Nenhum outro Estado do mundo deseja mais a paz do que a Ucrânia. Ao mesmo tempo, o nosso objetivo não é uma paz fictícia, mas uma paz abrangente, justa e duradoura que garanta a segurança do nosso povo, assegure a responsabilização pelos crimes russos e evite a recorrência da agressão. Estamos convencidos de que esse objetivo é também do interesse de todos os Estados amantes da paz e dos seus povos.

A Ucrânia e o Povo ucraniano provaram repetidamente que os títulos cépticos dos meios de comunicação social estrangeiros estavam errados com o seu próprio heroísmo.

Basta recordar que, na véspera da invasão russa militar ilegal, não provocada e injustificada em grande escala, em fevereiro de 2022, os cépticos e os assim realistas previram que a Ucrânia morreria numa questão de dias. Em vez disso, o nosso Estado sobreviveu, o nosso povo tem resistido à agressão em grande escala há quase mil dias e as nossas Forças de Defesa recuperaram o controlo de mais de metade dos territórios temporariamente ocupados pela Federação Russa desde 24 de fevereiro de 2022.

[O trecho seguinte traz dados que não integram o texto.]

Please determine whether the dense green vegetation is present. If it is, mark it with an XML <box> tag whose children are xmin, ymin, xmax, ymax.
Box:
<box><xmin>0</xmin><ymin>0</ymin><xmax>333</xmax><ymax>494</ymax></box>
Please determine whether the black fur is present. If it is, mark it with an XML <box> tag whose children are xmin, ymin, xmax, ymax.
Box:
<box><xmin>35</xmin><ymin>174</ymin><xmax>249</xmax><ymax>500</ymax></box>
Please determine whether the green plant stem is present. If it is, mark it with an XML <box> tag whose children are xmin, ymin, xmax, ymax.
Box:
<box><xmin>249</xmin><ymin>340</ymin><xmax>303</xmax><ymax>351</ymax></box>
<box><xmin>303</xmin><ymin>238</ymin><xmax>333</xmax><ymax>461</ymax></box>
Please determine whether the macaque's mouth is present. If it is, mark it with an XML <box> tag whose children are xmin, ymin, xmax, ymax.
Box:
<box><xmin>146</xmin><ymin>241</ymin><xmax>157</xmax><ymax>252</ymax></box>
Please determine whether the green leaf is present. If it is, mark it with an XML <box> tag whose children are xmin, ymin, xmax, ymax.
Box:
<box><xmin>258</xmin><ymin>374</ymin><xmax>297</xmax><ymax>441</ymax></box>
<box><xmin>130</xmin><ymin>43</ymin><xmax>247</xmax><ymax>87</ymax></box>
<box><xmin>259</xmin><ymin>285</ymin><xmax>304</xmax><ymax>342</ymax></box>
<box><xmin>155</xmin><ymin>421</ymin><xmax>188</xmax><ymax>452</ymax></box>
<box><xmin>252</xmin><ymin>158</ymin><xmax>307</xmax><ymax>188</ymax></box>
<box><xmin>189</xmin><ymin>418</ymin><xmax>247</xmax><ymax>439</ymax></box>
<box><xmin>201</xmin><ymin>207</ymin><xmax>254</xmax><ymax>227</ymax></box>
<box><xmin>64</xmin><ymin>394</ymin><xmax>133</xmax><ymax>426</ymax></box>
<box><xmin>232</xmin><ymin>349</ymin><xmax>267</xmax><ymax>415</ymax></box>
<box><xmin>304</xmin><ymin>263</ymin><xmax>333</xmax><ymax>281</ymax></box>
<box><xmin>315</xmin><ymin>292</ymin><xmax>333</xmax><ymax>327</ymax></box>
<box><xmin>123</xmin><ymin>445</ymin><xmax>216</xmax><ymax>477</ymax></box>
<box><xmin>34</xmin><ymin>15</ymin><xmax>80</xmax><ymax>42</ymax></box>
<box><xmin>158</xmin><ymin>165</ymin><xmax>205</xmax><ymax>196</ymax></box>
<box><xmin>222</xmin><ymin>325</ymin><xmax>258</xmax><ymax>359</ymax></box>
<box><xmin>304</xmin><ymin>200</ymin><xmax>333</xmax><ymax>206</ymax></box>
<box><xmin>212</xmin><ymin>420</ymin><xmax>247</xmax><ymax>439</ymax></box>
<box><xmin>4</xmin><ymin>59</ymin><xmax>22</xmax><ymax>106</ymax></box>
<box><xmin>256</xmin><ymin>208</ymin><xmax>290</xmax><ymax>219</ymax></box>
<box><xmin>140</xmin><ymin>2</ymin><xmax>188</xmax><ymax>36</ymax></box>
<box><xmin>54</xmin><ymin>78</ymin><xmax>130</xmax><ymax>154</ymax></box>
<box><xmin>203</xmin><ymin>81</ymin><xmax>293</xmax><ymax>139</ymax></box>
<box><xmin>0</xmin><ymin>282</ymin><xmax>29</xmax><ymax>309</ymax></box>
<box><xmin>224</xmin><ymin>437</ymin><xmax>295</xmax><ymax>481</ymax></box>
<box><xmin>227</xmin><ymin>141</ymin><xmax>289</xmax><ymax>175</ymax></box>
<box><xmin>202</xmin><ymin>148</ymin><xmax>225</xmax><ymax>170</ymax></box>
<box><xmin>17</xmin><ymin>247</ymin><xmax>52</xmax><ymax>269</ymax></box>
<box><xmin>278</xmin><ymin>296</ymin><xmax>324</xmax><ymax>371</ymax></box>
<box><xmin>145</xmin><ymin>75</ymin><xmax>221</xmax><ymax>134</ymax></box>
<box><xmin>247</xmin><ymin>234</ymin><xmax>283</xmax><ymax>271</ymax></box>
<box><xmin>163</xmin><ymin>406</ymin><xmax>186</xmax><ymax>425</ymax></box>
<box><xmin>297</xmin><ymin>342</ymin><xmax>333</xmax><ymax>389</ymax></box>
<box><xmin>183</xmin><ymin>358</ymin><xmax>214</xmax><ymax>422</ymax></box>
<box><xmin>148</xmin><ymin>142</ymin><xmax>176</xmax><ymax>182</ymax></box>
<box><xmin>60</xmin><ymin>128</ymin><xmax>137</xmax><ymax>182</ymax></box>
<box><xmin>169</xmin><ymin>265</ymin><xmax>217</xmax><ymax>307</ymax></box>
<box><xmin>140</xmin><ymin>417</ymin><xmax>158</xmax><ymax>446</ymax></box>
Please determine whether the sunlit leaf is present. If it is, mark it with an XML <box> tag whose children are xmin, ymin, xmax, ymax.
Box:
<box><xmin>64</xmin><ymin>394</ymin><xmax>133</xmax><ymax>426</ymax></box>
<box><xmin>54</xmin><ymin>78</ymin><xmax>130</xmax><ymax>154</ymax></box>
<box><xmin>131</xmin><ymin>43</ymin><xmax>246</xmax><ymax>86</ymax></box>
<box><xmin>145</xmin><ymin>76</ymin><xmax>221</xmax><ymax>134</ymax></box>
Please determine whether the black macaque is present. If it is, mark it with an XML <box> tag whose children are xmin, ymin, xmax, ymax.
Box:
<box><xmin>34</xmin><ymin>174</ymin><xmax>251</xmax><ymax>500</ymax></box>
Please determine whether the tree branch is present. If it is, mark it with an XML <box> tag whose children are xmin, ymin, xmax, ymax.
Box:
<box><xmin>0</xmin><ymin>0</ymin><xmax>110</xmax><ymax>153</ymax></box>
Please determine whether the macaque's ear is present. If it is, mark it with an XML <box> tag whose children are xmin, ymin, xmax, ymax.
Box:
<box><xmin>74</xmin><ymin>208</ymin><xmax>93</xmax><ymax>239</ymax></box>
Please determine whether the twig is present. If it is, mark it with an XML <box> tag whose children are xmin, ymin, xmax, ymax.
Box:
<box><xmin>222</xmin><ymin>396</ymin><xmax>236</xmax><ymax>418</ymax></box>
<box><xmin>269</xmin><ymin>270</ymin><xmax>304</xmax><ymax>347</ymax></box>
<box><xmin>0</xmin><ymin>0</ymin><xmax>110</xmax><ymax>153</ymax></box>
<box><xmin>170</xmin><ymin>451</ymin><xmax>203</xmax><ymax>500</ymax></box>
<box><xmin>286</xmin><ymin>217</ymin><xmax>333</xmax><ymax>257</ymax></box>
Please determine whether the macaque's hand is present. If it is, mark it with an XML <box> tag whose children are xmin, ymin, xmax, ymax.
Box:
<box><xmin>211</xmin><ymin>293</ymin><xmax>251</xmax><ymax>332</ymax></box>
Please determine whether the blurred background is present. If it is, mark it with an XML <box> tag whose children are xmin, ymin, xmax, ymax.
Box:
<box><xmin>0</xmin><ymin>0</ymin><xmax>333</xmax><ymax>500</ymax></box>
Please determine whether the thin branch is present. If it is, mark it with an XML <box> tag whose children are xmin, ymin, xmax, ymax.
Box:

Esta é uma lição para todos: precisamos de coragem e determinação na implementação da Fórmula de Paz, e não de soluções substitutas, fracas e ingénuas sob o pretexto de "realismo" que apenas darão ao agressor a oportunidade de preparar um novo ataque ao nosso Estado e ao resto do mundo livre.

Apelamos a todos os Estados e organizações internacionais, a todos os dirigentes, políticos e figuras públicas que respeitem a Carta das Nações Unidas, o direito internacional e o valor da vida humana, para que unam esforços no sentido de restabelecer uma paz efectiva, duradoura e justa, em vez de alimentar as ilusões e os apetites do agressor.